Tuesday, June 18, 2013

How I Taught Myself About Desert Birds

This is the first in a series of posts on bird watching.

When I moved to Tucson in 1989, I literally knew almost nothing about birds. I had spent most of my adult life in New York City, where the birds I saw were mostly pigeons and sparrows. (I have since learned that Central Park is an excellent spot for birding, but I was not tuned in to that when I lived there.)

When I moved into my small townhouse with real trees and a view of the mountains, I was thrilled to see something outside other than trucks or vagrants urinating in the alley. As I sat glued to the window, one of the first things that caught my attention was a black-and-white striped bird on the trunk of my young tangelo tree.

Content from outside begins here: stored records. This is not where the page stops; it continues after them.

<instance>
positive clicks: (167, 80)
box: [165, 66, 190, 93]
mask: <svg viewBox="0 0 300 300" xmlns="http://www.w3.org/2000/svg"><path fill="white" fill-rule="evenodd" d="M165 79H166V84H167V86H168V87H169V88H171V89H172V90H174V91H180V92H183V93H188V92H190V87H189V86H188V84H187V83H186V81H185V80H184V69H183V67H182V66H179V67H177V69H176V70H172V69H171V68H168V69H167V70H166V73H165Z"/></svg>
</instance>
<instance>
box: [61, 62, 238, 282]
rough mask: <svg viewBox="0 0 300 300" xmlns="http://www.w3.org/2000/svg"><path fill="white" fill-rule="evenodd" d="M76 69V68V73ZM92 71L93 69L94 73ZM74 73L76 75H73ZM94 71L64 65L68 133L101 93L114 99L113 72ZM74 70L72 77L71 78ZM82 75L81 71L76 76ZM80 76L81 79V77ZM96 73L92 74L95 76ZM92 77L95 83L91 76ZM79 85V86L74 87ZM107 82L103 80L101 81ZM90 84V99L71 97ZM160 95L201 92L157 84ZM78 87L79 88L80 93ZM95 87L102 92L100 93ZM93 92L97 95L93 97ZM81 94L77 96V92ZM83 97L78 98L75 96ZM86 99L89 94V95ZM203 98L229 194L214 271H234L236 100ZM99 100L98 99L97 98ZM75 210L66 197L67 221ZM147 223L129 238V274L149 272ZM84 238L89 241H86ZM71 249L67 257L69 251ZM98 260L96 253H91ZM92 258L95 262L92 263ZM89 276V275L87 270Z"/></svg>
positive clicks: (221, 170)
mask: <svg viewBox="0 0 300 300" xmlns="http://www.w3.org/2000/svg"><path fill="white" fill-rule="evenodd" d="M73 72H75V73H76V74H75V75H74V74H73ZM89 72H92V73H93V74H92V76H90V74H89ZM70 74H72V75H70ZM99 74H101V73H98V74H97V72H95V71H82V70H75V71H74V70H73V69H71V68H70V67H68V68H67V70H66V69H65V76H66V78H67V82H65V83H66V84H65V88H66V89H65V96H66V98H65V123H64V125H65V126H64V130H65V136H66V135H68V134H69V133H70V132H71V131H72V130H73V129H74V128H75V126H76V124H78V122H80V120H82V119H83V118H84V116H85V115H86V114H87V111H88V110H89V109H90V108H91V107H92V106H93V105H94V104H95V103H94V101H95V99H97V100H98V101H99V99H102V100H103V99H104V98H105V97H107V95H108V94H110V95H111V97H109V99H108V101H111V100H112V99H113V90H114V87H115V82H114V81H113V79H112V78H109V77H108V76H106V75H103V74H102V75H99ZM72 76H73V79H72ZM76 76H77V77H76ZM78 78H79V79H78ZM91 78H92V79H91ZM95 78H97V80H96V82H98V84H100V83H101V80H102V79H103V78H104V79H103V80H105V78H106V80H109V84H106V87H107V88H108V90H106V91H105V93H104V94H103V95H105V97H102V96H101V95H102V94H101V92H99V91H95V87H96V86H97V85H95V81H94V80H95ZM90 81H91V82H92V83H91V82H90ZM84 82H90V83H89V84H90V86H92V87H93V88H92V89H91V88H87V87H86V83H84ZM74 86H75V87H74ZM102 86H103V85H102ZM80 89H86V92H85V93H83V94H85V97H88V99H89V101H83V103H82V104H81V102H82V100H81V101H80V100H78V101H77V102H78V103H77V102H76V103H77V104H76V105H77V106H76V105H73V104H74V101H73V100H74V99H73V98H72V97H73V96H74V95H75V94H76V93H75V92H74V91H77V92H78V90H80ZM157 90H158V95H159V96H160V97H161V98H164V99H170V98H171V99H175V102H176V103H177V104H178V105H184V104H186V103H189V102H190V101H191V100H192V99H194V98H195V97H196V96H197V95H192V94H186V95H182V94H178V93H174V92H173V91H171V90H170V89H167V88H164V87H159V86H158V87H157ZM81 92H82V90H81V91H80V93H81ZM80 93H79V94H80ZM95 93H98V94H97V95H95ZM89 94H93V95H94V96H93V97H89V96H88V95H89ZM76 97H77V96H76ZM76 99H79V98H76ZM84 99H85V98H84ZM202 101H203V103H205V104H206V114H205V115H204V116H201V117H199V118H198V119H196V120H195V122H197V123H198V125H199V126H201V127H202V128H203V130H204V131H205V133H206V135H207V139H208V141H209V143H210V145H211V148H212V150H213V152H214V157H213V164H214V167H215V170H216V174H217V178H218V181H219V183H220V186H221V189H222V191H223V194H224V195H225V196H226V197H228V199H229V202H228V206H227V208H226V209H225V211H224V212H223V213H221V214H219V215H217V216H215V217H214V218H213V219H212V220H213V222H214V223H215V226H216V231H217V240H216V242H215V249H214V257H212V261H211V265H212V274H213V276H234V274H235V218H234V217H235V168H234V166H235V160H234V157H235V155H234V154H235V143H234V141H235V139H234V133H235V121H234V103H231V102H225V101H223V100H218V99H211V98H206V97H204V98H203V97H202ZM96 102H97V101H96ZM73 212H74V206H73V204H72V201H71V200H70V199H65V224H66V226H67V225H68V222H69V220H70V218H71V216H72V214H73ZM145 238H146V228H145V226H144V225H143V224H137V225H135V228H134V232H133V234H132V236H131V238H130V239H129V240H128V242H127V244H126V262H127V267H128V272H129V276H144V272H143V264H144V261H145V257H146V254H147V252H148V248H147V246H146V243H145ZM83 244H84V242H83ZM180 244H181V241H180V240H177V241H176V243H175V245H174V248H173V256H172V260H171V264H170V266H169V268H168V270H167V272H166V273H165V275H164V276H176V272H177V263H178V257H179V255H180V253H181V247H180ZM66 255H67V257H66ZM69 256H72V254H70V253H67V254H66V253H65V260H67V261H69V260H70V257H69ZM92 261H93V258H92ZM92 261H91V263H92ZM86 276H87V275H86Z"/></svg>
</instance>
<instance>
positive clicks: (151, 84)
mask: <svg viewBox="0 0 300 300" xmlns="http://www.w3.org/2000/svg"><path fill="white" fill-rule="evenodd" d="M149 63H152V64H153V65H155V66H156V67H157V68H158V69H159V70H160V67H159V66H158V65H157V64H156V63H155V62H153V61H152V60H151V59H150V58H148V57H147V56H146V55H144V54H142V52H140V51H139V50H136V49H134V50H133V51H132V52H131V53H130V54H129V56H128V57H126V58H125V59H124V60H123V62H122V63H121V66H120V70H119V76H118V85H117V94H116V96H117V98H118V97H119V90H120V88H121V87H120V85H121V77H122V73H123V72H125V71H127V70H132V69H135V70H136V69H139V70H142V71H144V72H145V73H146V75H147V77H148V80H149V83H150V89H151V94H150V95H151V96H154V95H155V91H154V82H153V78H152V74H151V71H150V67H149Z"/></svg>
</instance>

sag blos,dove,gila 5-7-2010 8-17-056  White-winged dove and Gila woodpecker on saguaro blossoms.

I soon learned that the “black and white striped” bird was a Gila woodpecker, one of the most common desert birds. I put up a couple of hummingbird feeders, and soon was obsessed with watching these tiny jewels. In a previous post I described how I gradually learned to tell hummingbird species apart as I added more feeders and more and more hums came to sip from them.

To study the hummers, I sat on my back patio for an hour or two every day with a pair of opera glasses and several books I’d found on hummingbirds. I eventually bought a better pair of binocs and branched out to observing other birds. Because my office window looked directly out on the yard, I was able to see a lot of birds that I didn’t know, but was able to identify with the help of photographs and bird books.

kestrelThis picture of a kestrel, eating a dove it had killed, was shot through my office window. It took me a while with some bird books to figure out what it was.

To attract more birds, I put up more types of feeders—seed feeders and a suet feeder. I put a tiny pond in my yard. More birds came, and I began to learn about mockingbirds, curve-billed thrashers, and Gamble’s quail. I bought more bird books, and read as much as I could. After a year or so, I knew a lot—about a small number of birds. It was time to branch out.

Next: Bird Watcher or Birder?



  1. It seems the only bird we share is the mockingbird, which is apparently ubiquitous. Which is fine by me! Just love that bird.

    1. Well, and house finches. Mourning doves. Some others, I'm sure. I love mockingbirds too.